Holding: The Court dismissed the petition for review, holding that local territorial practice and the defendant’s failure to timely demand a jury left no substantial federal question for review.
- Makes it harder to seek Supreme Court review when local procedure and waiver removed any federal question.
- Requires parties to assert federal jury or equity rights in proper form and at the right time.

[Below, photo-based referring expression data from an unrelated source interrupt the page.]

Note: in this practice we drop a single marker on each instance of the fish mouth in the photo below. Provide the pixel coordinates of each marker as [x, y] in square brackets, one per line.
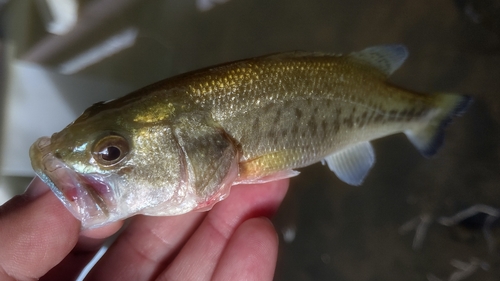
[87, 196]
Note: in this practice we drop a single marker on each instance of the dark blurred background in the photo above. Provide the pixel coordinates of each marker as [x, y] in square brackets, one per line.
[59, 59]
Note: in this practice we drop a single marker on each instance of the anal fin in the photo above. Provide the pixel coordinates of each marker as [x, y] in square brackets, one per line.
[353, 163]
[272, 177]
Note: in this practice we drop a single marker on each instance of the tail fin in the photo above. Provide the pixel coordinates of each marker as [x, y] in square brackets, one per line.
[429, 138]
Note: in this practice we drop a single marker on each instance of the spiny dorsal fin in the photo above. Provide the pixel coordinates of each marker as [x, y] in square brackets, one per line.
[386, 58]
[353, 163]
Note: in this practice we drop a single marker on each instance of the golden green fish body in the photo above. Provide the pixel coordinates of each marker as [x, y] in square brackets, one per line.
[179, 144]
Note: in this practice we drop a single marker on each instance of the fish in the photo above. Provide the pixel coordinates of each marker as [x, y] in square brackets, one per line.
[178, 145]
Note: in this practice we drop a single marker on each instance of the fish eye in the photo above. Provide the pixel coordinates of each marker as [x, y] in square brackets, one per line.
[110, 150]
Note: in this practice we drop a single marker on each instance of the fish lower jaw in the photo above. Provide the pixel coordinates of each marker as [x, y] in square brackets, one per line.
[87, 197]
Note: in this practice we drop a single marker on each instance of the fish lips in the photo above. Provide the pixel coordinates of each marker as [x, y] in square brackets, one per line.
[89, 197]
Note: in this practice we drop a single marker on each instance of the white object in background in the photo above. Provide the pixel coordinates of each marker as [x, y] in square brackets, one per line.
[59, 16]
[114, 44]
[40, 102]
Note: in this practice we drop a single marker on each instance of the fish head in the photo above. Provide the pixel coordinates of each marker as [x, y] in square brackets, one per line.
[114, 162]
[104, 167]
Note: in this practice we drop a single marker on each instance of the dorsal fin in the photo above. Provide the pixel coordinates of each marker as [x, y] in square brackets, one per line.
[386, 58]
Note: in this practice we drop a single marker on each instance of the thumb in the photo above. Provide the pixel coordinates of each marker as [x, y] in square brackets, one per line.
[36, 233]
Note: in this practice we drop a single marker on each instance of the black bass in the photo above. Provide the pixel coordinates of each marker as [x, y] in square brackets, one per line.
[179, 145]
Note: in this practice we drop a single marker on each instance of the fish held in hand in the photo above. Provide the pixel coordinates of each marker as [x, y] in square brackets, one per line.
[179, 145]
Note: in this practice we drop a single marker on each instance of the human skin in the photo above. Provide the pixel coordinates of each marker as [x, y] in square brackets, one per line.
[235, 240]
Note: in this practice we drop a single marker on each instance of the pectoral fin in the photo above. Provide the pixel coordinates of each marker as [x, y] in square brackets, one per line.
[352, 164]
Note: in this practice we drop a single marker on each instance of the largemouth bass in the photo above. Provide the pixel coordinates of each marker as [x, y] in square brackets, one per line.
[179, 145]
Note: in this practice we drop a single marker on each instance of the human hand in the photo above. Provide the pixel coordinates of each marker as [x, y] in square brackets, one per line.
[234, 241]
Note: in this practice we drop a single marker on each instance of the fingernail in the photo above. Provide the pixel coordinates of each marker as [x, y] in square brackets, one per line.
[36, 189]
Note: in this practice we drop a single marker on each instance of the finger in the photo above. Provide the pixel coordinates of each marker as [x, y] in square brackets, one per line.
[199, 257]
[145, 247]
[36, 231]
[250, 254]
[89, 242]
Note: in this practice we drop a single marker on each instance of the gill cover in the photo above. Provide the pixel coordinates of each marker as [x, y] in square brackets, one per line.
[211, 157]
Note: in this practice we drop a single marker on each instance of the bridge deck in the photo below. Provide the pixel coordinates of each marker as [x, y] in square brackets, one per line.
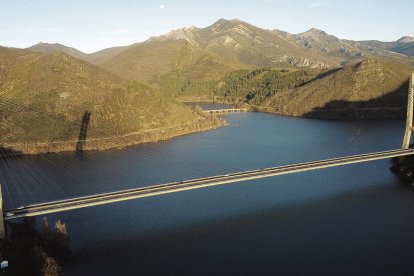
[106, 198]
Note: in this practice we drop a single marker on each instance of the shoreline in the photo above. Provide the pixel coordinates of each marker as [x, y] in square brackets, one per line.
[115, 142]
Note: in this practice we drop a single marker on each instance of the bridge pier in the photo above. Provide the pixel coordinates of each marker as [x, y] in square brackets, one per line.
[2, 229]
[410, 104]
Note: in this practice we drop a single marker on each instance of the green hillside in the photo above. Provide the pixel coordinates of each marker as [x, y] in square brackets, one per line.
[43, 98]
[254, 86]
[151, 60]
[369, 89]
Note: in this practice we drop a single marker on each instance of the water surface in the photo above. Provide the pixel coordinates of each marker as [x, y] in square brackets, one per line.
[355, 219]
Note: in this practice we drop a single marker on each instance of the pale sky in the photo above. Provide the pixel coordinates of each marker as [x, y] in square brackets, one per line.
[94, 25]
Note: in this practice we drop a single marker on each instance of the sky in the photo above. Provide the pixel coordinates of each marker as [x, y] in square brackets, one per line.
[94, 25]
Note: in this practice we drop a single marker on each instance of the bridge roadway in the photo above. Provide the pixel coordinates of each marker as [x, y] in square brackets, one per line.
[106, 198]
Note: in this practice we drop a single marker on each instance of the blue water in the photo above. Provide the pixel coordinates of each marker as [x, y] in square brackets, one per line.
[356, 219]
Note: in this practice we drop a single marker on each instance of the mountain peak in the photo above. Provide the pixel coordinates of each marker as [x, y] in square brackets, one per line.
[314, 31]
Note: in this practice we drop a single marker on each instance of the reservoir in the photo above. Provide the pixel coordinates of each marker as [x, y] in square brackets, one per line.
[355, 219]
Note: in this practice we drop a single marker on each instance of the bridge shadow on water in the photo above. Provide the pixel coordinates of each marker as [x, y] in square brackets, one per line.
[83, 132]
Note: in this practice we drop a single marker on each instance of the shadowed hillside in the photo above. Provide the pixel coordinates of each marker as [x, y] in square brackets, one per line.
[43, 98]
[369, 89]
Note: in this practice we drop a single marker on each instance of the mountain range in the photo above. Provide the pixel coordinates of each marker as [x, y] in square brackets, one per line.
[134, 89]
[244, 44]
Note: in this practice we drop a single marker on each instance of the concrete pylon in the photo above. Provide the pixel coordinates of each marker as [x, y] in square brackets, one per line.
[409, 125]
[2, 229]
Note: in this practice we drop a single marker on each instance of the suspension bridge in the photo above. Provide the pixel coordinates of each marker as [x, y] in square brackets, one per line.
[173, 187]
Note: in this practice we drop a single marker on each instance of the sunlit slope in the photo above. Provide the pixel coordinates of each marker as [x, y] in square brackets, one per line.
[43, 98]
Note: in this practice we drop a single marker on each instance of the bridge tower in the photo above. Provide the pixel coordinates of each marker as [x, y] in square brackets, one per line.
[410, 105]
[2, 229]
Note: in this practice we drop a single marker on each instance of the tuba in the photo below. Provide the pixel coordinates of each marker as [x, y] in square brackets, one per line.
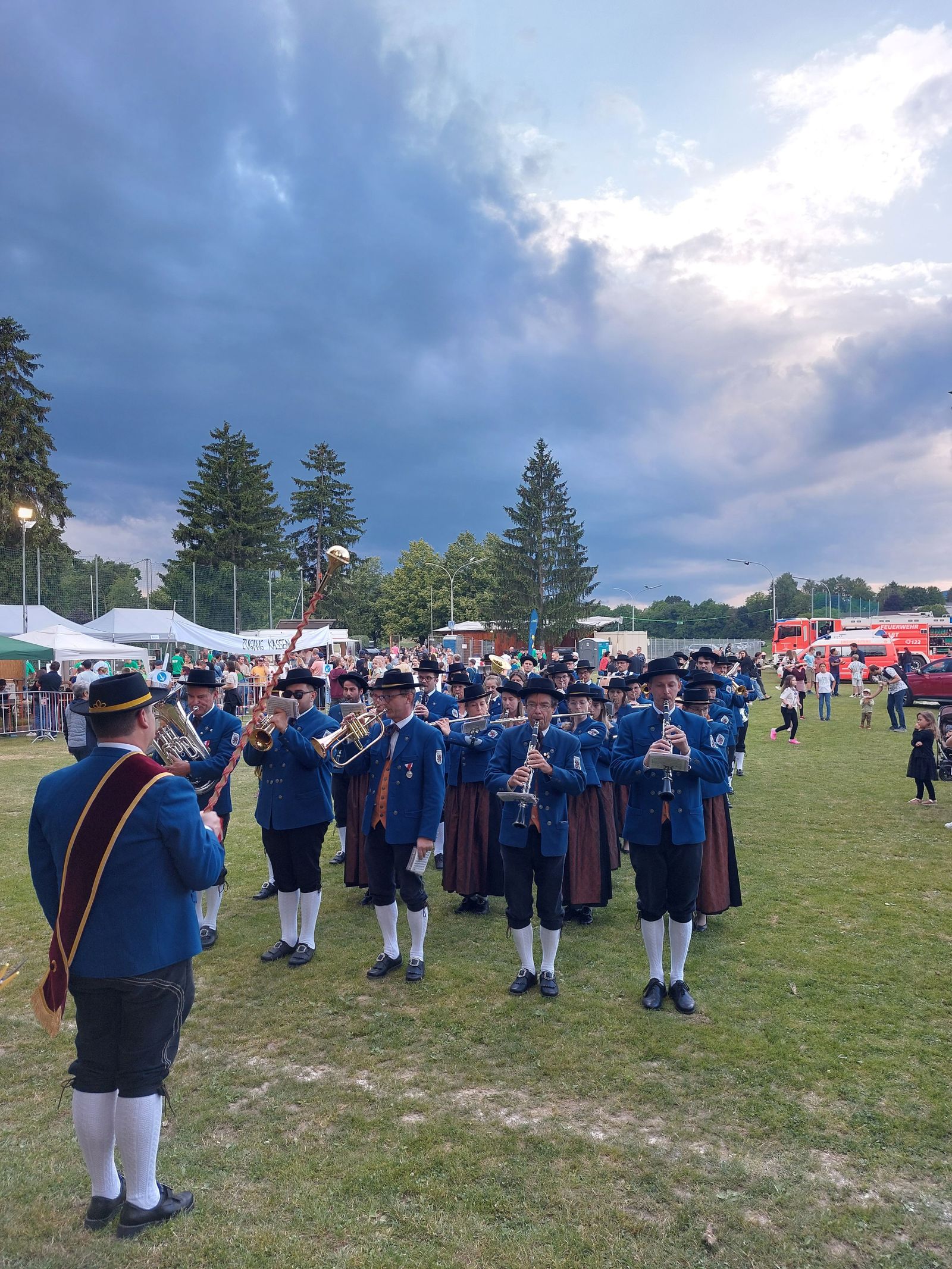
[177, 739]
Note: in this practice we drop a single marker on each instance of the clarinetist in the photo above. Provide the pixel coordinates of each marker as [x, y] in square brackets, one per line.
[536, 852]
[665, 836]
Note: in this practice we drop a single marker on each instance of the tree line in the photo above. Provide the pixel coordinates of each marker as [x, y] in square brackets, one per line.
[231, 524]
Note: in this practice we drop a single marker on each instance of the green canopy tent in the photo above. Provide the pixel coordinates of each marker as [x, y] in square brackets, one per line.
[15, 650]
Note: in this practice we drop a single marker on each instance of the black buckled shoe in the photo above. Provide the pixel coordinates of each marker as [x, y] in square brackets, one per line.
[134, 1220]
[302, 953]
[654, 994]
[682, 998]
[384, 965]
[102, 1211]
[522, 983]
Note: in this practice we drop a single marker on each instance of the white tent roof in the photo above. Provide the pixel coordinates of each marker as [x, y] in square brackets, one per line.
[73, 644]
[39, 617]
[160, 626]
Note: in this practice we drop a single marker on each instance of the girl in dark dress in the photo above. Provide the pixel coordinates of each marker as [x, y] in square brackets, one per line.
[922, 760]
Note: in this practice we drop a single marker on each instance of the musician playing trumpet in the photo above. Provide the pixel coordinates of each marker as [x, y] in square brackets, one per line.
[534, 845]
[664, 823]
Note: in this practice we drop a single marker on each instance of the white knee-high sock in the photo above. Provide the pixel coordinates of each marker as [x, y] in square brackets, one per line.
[550, 946]
[418, 930]
[386, 919]
[310, 908]
[137, 1124]
[653, 936]
[212, 903]
[679, 941]
[94, 1121]
[287, 911]
[524, 946]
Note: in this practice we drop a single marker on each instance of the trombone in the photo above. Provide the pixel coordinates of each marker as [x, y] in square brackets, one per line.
[355, 730]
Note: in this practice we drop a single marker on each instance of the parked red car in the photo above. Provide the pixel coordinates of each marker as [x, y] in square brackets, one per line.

- Affirms that failing to demand a jury before or during trial can forfeit that right.
Summary
Background
A bank failed and a court-appointed bank receiver sued several people who had taken stock, including a man who had been issued eighty shares but was alleged to have paid nothing. The receiver filed the case in a United States court in the Indian Territory before Oklahoma became a State. The defendant demurred, arguing the case belonged at law not in equity and that he was entitled to a jury trial. After Oklahoma’s admission, the suit moved into state courts, was tried to a judge without a jury, and resulted in a judgment against the defendant that the state supreme court upheld.
Reasoning
The core question was whether the defendant had preserved any federal issue that would allow this Court to review the state-court judgment. The Court explained that the territorial practice adopted rules from Arkansas that treated pleadings liberally, so a demurrer was not a proper way to demand a jury or to raise the federal statute barring equitable suits where legal remedies exist. The Court also found the defendant never properly demanded a jury when there were disputed facts and thus effectively waived that right by participating in the bench trial. Because no substantial federal question remained, the Supreme Court declined review.
Real world impact
This ruling is about procedure, not the bank’s underlying debts. It shows that local rules and timing matter: federal rights can be lost if not raised in the right way and at the right time, and the Supreme Court will not review state judgments when no substantial federal question survives.